Das ist bisher nicht absehbar. Denn bisher ist das kein Trend, sondern lediglich eine Alternative in der Architektur. Beide Ansätze, getrennt oder integriert, haben eindeutige Vor- und Nachteile, abhängig vom jeweiligen Gerät und Hersteller. Einige Anbieter haben ihre Strategie allerdings bereits auf die Integration der beiden Chips auf einer Plattform ausgerichtet, andere werden App- und Mobilfunkchips auch künftig getrennt verbauen.
Wem trauen Sie zu, mit einer Apple ähnlichen Strategie, also mit einem separaten App-Chip, im Markt erfolgreich zu sein?
Wer damit Erfolg haben wird, werde ich nicht kommentieren. Hewlett Packard (HP) und Nokia haben mit ihrer Tablet PC/Handy/Service Strategie aber einen ähnlichen Ansatz wie Apple gewählt .
Welche Chip-Architektur wird auch mittelfristig bei Smartphones dominieren?
Wie bisher, Chips, die mit der Architektur der britischen Firma ARM entworfen werden. Langfristig werden aber auch Intels Atom-Chips Zugang zum Markt finden.
Wie gut schlägt sich Intel bisher beim Versuch den Zugang zum Markt zu finden?
In der Kooperation mit Nokia hat Intel bisher alles richtig gemacht. Deshalb wäre es verfrüht bei Intel über einen neuen Misserfolg bei Smartphone-Chips zu sprechen. Wir werden sehen.
Was macht Intel als Konkurrent für ARM gefährlich?
Vor allem die starken Ressourcen, die Intel einsetzt um endlich Zugang zu bekommen.
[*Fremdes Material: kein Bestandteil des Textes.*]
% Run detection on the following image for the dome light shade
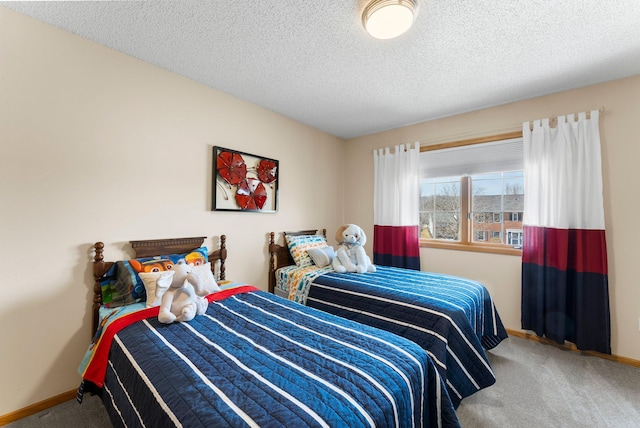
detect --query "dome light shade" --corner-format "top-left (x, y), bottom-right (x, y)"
top-left (362, 0), bottom-right (419, 40)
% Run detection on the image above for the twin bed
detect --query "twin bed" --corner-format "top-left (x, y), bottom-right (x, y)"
top-left (268, 229), bottom-right (508, 408)
top-left (80, 235), bottom-right (460, 427)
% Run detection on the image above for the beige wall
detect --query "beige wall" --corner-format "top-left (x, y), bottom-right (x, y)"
top-left (345, 75), bottom-right (640, 364)
top-left (0, 8), bottom-right (345, 415)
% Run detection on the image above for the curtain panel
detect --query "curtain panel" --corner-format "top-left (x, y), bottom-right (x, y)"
top-left (373, 142), bottom-right (420, 270)
top-left (521, 110), bottom-right (610, 354)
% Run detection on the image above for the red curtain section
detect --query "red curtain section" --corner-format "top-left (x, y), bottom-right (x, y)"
top-left (522, 226), bottom-right (608, 274)
top-left (373, 225), bottom-right (420, 270)
top-left (521, 225), bottom-right (611, 354)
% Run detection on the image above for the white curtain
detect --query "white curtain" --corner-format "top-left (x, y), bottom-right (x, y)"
top-left (373, 142), bottom-right (420, 269)
top-left (373, 142), bottom-right (420, 226)
top-left (523, 111), bottom-right (605, 230)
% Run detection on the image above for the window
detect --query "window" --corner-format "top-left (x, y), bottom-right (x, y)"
top-left (470, 171), bottom-right (524, 245)
top-left (419, 133), bottom-right (524, 255)
top-left (419, 177), bottom-right (461, 240)
top-left (507, 229), bottom-right (523, 247)
top-left (507, 212), bottom-right (522, 222)
top-left (475, 230), bottom-right (488, 241)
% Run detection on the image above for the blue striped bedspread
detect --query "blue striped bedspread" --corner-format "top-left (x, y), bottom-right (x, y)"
top-left (279, 265), bottom-right (508, 407)
top-left (99, 289), bottom-right (460, 427)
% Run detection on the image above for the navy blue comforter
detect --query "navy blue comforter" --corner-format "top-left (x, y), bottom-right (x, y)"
top-left (101, 290), bottom-right (459, 427)
top-left (305, 266), bottom-right (508, 407)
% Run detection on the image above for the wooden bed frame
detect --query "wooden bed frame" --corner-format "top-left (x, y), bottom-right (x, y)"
top-left (267, 229), bottom-right (325, 294)
top-left (92, 236), bottom-right (227, 334)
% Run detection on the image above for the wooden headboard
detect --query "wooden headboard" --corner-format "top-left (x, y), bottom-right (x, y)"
top-left (268, 229), bottom-right (326, 294)
top-left (91, 236), bottom-right (227, 334)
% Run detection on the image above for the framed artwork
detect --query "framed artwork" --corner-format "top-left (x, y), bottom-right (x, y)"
top-left (212, 146), bottom-right (279, 213)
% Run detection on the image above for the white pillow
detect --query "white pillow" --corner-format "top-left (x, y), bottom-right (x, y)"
top-left (191, 262), bottom-right (221, 296)
top-left (307, 246), bottom-right (335, 268)
top-left (138, 270), bottom-right (175, 308)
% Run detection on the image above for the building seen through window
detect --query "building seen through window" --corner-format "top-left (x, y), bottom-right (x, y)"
top-left (419, 135), bottom-right (524, 249)
top-left (470, 171), bottom-right (523, 246)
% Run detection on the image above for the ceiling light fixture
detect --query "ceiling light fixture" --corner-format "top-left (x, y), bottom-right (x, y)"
top-left (361, 0), bottom-right (419, 40)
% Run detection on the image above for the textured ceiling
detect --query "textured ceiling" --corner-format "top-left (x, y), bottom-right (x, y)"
top-left (3, 1), bottom-right (640, 139)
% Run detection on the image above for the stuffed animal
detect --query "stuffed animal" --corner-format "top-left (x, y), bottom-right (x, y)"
top-left (157, 261), bottom-right (208, 324)
top-left (332, 224), bottom-right (376, 274)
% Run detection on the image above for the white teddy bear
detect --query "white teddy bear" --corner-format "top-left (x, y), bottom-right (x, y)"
top-left (332, 224), bottom-right (376, 274)
top-left (157, 261), bottom-right (208, 324)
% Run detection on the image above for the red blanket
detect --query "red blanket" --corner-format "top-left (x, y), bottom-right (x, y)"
top-left (82, 285), bottom-right (259, 387)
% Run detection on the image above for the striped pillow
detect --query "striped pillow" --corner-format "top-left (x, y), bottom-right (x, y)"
top-left (285, 235), bottom-right (328, 267)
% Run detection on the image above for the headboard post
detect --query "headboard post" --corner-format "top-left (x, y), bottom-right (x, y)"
top-left (218, 235), bottom-right (227, 281)
top-left (92, 242), bottom-right (114, 335)
top-left (268, 232), bottom-right (277, 293)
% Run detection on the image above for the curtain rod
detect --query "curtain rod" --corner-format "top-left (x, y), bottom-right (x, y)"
top-left (412, 107), bottom-right (606, 151)
top-left (532, 107), bottom-right (605, 126)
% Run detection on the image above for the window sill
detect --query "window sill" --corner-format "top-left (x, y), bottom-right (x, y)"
top-left (420, 239), bottom-right (522, 256)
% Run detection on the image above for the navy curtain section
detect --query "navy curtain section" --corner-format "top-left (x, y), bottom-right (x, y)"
top-left (373, 225), bottom-right (420, 270)
top-left (521, 225), bottom-right (610, 354)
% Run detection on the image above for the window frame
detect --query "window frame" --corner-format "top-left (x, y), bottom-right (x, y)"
top-left (506, 229), bottom-right (523, 247)
top-left (419, 131), bottom-right (523, 256)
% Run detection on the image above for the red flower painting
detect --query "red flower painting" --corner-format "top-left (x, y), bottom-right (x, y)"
top-left (235, 178), bottom-right (268, 210)
top-left (217, 151), bottom-right (247, 185)
top-left (214, 147), bottom-right (278, 212)
top-left (256, 159), bottom-right (277, 184)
Werden leistungsfähige App-Chips beim Stromverbrauch und anderen Kriterien für Smartphones das Kriterium für höhere Qualität sein?
Eindeutig ja.
Im Profil
Francis Sideco ist der leitende Analyst für drahtlose Kommunikation beim US-Marktforscher iSuppli. Weltweit bekannt ist iSuppli durch seine detaillierte Kostenanalysen der Komponenten neuer Apple-Produkte. Diese Analysen lassen sowohl Rückschlüsse auf Apples Lieferanten als auch auf die Gewinnmarge des für seine Verschwiegenheit bekannten Apple-Konzerns zu und sind deshalb sehr gefragt.